Miss D&C was however sorely disappointed.

for starters the three promised dancefloors turned out to be the main auditorium and then two corridors. not quite three dancefloors.

secondly it was HEAVING and she and her friends were faced with hour long waits at the bar. like Dr D&C, she likes a tipple so i sympathise.

but worst of all was the pricing. many of the music venues in london and increasing throughout the country are being bought out by big conglomerates.
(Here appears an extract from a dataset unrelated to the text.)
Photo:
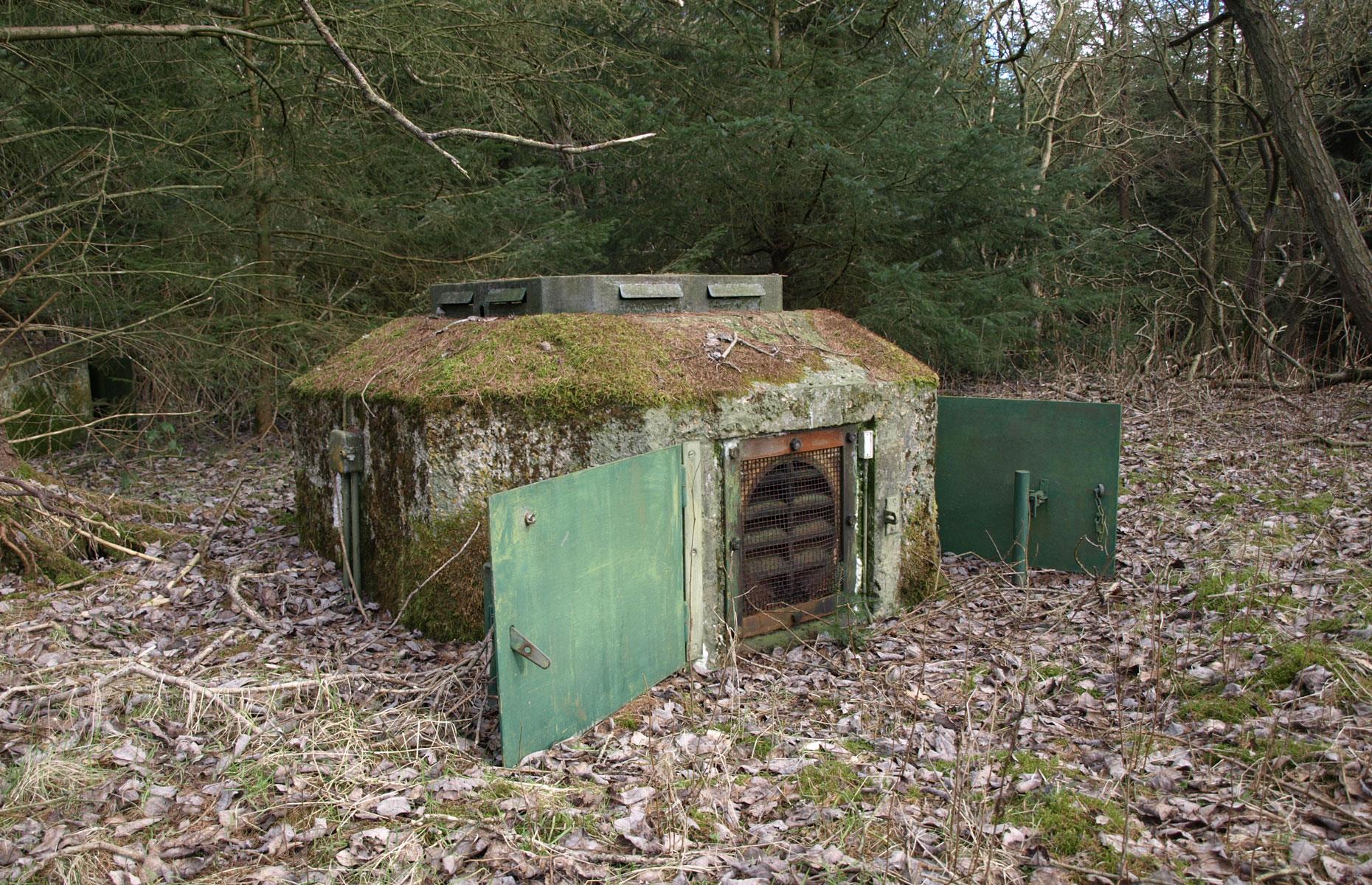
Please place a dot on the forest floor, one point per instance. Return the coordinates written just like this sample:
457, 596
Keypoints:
1202, 717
Carling, them of the beer fame, now own the Brixton Academy, or to give it's proper name the Carling Academy - Brixton, and as a result the five beers you can buy at any of their venues are Carling, Carling, Carling, Carling and Carling Extra Cold.

Miss D&C and entourage had partially been enticed to pay the fifteen quid cover by the lure of 1.90 pints. oh the upset when they realised that this was only the case at one of the bars, and that the other bars in the venue ie. the emptier ones charged the same beer at just shy of four quid.

"outrageous!" i cried. an indictment of the franchising at the expense of music. what next? see Foo Fighters at the KFC Empire Shepherds Bush? don't miss Primal Scream, headlining the Primark Koko, Camden? shame on you XFm for cashing in. but then as i said, they are owned by Capital Radio.

anyways, tonight this lost doctor is sitting in a "luxury" room in a seaside town hotel as he awaits his membership of the royal college of ingrates exam tomorrow. a listless sleep i think. i have spent the past month and a bit buried in tomes and examining as many patients as possible. my brain feels like it's going to burst. i don't know if i'll be successful this time. all i know i'll give it my best shot and to be fair i've spent a lot more time preparing for this exam than any other.

as of course dear readers i shall let you know how it goes. in the meantime it is time for some slumber, listening to the dirty sea lapping against the rubbish-strewn essex coastline.

Monday, October 09, 2006

MOADD is one today!

yes it is the first birthday of this blog and boy it is a happy day. the sun is shining and the intermittently good people of london are going about their business. i am not at work this morning either for i am currently in the second of two weeks of study leave.

on the 20th of this month i shall be sitting the practical assessment of clinical examination skills or PACES which is the last examination for membership of the royal college of physicians, the arcane body that we must all seek to penetrate if we are to progress in our miserable careers. as always it is a ridiculously expensive, soul destroying affair and i for one cannot wait for it to be over.

i spent a ridiculous amount of money on a course this weekend. it was very good but although i learnt a lot, the consistent grilling that i received from the examiners has torn a new arsehole in me. pictures some other time.

otherwise what has changed in this year of MOADD. well the bookshelves are still up. i have had a few great holidays. i have had a lot of boozy nights. i am still very disheartened in my job.

i have come to the (massive) revelation that it is not necessarily medicine but the NHS and healthcare in the UK that is upsetting me so. perhaps a move is on the cards?

whatever happens i have decided that if i pass this exam i shall resign my job and chill out for a few months. and yah boo sucks too the consequences.

of course the "if i pass" is a mountain of a proviso.

[i am listening to The Coral, Dreaming Of You]

Wednesday, October 04, 2006

yee-ahhh, yah, yahhhhh: the best fight scene ever

i promise that this posting of videos is just a fad but i thought that maybe you should have a look at this excellent piece of hand-to-hand fighting choreography. it is classic for a number of reasons. there are several things about it which are absolutely bizarre:

why is he in a white coat at the beginning?
where are they?
why do they take their tops off?
where did she come from? is her stunt double a man (is she a man)?
how did she break her arm?
what purpose did that bedsheet in the bucket serve ordinarily?

i'm unsure as to what film this is so if anyone knows please tell (i think it may be one of almodovar's)

vegas this one is largely for you.



PS. given that i am currently studying for the royal college of wankers examination part 3 i also feel as though i should be removing my eyeballs. "yeah! see ya!"